E. Measurement Methodology and Experimental Design

  1. How can we measure host-to-host clock skew and NTP pool drift characteristics?
  2. How can we probe IPv4/IPv6 in a better way?
  3. How many measuring points do we need?
  4. How much storage will be required?
  5. How can I determine whether a cable modem acts as a bridge or a router? Do probes stop at the modem or make it through to a device behind the modem?
  6. How dynamic are dynamic address assignments? What is the distribution of the time that a dynamically assigned address remains assigned to a single customer?
  7. What are appropriate guidelines for measurement, data sharing, and data analysis, to minimize impact on the network and privacy?
  8. How do we evaluate the scalability of a measurement system?
  9. How do we anonymize data while still preserving the maximum utility possible for research?
  10. What can/should we measure from the edge?
  11. What incentives would increase participation in data sharing?

F. Social

The following questions pertain to the ever increasing role of the Internet in the modern society. While not immediately answerable with the available and even expected data, these questions extend the scope of future Internet research efforts and tie its technical foundation with the core interests of its human users.

  1. What are generational differences in Internet use?
  2. How will high-speed broadband effect consumer behavior?
  3. What is the language distribution of content?
  4. How many people object to government or ISPs sniffing traffic?
  5. How much of Internet infrastructure is under control of organized crime?
  6. How much email is unsolicited spam?

II. Types of Data Needed for the Above Questions

  1. DNS query packet traces and/or logs from various places (roots, TLDs, IN-ADDR.ARPAs, ISP resolvers).
  2. Active DNS measurements such as open resolver surveys.
  3. IPv4/IPv6 topology probing data.
  4. BGP feeds/updates, including simultaneous with topology probes.
  5. Web cache logs.
  6. Anonymized reports, e.g, coralreef, netflow-based.
  7. Large router-level topology (anonymized), w up/down time log per link.
  8. Consistent macroscopic ping data over years.
  9. Packet traces from the core, the edge, close to customers all appropriately anonymized.
  10. Traces collected on end-user machines, e.g.
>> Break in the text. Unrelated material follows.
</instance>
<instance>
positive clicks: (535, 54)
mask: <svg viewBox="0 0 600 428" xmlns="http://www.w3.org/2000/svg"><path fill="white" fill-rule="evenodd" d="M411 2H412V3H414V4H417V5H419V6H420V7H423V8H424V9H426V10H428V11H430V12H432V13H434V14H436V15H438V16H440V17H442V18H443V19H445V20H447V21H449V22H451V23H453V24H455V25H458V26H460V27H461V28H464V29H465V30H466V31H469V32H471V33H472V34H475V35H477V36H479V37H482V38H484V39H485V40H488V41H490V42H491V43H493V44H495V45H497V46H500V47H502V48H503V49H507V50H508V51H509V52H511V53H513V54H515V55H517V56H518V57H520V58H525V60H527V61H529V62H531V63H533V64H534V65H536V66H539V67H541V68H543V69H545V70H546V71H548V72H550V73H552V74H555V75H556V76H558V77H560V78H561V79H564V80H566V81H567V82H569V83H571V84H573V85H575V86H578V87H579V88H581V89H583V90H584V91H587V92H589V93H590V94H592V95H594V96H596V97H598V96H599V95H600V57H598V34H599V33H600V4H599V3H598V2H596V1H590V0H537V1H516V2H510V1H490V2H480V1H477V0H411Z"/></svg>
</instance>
NETI@home

III. Example Data Access Policies

The following list provides examples of potential data access policies and structures that might allow network researchers to gain access to otherwise unavailable data.

  1. Unrestricted: Anonymized versions w/o payload publicly available.
  2. Restricted: Access via Access Agreement requires that the data and analysis must remain on specific servers.
  3. Restricted: Contact via email for access.
  4. Restricted: Access requests accepted for collaborative agreements to share analysis, implementation code, and results.
  5. Restricted: Researchers may submit analysis code for staff to run on data.
  6. Restricted: Available to academic, government and non-profit researchers and members upon request.